This belief of his might be charged with a sort of independent half-intuitive aversion to making the sorts of (frequently catastrophic) mistakes that are routinely made by people who think they can metaphorically breach this complexity barrier. One effect of such an aversion would be that he would intuitively anticipate that he would always be, at least in expected value, wrong to agree with such people, no matter what arguments they could turn out to have. That is, it wouldn't increase his expected rightness to check to see if they were right about some proposed procedure to get around the complexity barrier, because, intuitively, the prior probability that they were wrong, the conditional probability that they would still be wrong despite being persuasive by any conventional threshold, and the wrongness of the cost that had empirically been inflicted on the world by mistakes of that sort, would all be so high. (I took his reference to Hayek's Fatal Conceit, and the general indirect and implicitly argued emotional dynamic of this interaction, to be confirmation of this intuitive aversion.) By describing this effect explicitly, I don't mean to completely psychologize here, or make a status move by objectification.

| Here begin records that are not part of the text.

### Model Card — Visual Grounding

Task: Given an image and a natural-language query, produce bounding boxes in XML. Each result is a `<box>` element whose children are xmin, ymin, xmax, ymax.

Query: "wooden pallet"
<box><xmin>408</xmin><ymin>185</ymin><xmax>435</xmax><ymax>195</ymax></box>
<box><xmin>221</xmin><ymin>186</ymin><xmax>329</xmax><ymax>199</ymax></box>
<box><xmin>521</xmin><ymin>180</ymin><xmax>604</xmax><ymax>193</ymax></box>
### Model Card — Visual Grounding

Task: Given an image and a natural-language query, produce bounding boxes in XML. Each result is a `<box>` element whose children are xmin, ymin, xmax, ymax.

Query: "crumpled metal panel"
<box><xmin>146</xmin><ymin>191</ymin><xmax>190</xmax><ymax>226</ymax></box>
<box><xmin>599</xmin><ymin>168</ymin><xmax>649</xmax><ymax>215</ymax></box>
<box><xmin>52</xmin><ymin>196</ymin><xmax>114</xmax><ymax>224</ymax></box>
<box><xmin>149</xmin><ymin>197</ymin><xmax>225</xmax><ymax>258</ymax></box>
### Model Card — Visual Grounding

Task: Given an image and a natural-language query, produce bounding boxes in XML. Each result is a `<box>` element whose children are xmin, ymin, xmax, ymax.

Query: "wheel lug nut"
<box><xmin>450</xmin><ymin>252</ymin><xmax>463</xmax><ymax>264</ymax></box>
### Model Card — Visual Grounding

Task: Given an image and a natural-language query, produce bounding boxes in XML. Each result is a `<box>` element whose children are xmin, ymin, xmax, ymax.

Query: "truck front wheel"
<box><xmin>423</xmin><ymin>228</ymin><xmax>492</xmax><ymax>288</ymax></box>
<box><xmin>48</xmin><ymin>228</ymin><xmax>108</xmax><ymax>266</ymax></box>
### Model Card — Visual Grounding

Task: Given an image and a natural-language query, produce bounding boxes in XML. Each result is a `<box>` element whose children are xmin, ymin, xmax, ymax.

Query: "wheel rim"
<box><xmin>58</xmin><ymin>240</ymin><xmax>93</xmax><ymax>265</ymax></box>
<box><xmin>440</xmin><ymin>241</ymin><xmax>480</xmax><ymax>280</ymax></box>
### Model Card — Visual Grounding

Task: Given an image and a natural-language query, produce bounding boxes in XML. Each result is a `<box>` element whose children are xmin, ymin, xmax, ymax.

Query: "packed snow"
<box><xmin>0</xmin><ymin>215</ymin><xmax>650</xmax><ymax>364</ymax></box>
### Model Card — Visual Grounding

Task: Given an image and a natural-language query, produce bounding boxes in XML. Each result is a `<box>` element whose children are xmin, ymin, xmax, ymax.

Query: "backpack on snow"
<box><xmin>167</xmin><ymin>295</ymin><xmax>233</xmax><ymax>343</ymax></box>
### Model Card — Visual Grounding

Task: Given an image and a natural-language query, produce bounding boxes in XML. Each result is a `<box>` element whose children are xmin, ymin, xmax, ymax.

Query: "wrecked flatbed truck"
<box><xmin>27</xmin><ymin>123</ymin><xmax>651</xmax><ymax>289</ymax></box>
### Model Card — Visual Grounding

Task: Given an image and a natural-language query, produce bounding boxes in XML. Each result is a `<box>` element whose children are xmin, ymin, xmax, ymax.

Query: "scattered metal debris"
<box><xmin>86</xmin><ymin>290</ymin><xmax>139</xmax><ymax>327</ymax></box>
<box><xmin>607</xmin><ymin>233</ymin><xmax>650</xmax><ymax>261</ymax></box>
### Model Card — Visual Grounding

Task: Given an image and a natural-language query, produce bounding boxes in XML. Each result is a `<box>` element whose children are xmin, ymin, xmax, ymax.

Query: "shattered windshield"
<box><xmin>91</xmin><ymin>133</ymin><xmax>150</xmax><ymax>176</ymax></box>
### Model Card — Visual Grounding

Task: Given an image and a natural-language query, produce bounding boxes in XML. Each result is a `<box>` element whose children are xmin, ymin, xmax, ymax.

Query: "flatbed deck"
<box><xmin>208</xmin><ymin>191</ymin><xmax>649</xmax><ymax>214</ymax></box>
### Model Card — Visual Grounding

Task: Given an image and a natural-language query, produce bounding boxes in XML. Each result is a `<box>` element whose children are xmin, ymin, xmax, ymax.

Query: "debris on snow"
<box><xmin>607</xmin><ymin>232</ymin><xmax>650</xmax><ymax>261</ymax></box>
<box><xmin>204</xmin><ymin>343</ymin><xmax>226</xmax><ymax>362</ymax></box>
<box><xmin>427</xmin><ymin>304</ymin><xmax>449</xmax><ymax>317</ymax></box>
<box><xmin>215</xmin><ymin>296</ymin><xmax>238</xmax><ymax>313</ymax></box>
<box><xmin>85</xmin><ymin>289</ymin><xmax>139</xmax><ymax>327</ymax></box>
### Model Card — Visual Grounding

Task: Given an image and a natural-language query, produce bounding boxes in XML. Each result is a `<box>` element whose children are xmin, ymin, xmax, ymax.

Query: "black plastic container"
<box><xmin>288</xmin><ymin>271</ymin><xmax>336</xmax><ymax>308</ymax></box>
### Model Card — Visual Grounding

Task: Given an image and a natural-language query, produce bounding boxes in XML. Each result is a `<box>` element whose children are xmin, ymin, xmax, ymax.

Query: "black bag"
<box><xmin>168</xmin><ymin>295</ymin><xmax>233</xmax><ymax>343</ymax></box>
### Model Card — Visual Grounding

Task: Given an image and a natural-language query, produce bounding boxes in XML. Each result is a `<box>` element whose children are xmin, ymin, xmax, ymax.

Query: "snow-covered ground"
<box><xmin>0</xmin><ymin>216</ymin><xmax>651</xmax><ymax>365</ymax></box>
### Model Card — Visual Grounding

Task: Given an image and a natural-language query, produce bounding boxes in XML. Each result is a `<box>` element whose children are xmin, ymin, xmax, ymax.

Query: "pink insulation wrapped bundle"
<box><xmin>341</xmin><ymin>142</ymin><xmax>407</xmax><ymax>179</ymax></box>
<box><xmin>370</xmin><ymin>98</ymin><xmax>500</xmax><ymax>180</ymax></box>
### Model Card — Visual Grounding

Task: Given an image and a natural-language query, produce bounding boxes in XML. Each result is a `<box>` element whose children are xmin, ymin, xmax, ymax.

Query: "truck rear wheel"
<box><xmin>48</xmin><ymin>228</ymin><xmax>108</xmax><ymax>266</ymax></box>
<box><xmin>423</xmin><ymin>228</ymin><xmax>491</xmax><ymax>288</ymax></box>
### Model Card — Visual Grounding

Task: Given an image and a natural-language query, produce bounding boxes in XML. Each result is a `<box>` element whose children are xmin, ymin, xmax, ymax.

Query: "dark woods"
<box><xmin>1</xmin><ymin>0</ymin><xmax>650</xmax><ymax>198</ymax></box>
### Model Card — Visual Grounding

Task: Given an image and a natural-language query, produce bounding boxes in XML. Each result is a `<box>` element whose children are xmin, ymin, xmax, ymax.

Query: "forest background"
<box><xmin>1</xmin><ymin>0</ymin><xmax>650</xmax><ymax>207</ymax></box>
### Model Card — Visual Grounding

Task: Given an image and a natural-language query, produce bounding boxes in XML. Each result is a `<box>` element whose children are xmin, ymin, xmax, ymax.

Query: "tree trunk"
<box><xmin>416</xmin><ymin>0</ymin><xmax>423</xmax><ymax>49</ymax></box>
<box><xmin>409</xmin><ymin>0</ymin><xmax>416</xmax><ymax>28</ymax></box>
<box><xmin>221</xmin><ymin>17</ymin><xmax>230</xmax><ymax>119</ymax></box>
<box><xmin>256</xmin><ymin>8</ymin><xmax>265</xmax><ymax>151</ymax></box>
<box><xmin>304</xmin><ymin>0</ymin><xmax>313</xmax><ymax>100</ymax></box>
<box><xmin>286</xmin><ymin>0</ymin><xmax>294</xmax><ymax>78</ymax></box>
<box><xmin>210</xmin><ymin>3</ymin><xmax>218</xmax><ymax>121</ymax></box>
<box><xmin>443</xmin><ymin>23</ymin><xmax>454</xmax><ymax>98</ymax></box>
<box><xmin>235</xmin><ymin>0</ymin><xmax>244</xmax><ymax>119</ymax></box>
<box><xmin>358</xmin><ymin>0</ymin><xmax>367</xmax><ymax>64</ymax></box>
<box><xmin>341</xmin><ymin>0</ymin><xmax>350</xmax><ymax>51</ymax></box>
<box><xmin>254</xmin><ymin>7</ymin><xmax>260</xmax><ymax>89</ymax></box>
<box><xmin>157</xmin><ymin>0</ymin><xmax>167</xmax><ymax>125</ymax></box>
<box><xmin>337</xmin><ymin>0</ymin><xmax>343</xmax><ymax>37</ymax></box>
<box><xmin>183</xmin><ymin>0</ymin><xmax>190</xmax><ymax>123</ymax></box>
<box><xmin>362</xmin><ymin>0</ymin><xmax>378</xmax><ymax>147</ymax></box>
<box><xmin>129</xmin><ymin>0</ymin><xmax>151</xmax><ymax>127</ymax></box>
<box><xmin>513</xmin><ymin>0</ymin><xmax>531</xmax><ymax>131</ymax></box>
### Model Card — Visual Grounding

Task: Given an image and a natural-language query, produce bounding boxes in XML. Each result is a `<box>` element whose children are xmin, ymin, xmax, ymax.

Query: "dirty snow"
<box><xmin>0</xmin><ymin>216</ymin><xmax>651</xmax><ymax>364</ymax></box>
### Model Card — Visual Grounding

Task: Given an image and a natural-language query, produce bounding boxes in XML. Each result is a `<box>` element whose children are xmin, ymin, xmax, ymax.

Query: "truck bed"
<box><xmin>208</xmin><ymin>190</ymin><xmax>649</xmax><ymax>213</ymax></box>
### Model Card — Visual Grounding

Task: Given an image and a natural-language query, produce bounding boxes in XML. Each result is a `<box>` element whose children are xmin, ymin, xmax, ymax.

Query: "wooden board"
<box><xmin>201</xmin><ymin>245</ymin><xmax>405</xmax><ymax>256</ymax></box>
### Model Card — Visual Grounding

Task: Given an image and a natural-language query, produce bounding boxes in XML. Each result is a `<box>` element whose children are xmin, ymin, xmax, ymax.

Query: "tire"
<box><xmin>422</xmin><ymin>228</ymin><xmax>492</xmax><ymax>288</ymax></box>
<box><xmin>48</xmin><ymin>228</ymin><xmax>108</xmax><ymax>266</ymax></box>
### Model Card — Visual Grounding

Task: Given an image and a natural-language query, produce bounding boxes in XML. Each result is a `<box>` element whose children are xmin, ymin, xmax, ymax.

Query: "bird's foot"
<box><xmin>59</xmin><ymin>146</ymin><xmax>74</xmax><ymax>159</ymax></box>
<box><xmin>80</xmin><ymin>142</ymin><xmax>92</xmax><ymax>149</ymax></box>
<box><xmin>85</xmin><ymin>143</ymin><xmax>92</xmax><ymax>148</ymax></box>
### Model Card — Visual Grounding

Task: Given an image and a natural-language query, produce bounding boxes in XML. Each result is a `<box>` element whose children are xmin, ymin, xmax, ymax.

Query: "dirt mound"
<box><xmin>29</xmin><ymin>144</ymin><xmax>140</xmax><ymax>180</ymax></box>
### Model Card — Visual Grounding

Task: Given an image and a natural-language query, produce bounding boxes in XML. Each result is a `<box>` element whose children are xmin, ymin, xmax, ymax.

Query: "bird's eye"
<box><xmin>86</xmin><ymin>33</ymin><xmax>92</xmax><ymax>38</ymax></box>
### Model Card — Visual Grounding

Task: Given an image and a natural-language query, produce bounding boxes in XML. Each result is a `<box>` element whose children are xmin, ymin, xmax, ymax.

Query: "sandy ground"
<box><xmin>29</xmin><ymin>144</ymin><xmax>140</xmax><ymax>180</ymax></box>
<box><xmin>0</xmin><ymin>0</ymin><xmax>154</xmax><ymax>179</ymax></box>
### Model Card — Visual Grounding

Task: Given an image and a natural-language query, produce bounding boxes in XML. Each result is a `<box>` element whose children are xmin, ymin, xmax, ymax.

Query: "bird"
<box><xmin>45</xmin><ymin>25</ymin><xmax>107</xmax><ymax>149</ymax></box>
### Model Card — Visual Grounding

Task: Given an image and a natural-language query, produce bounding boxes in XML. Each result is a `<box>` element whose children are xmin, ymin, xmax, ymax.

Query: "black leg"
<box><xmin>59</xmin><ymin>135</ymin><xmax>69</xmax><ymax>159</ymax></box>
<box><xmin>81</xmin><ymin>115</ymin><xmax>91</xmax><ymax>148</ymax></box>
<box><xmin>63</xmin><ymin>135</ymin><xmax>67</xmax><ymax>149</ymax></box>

Intuitions like the one I'm attributing can (and very much should!), of course, be raised to the level of verbally presented propositions, and argued for explicitly.

(For what it's worth, the most direct counter to the complexity argument expressed this way is: "with enough effort it is almost certainly possible, even from this side of the barrier, to formalize how to set into motion entities that would be on the other side of the barrier". To cover the pragmatics of the argument, one would also need to add: "and agreeing that this amount of effort is possible can even be safe, so long as everyone who heard of your agreement was sufficiently strongly motivated not to attempt shortcuts".)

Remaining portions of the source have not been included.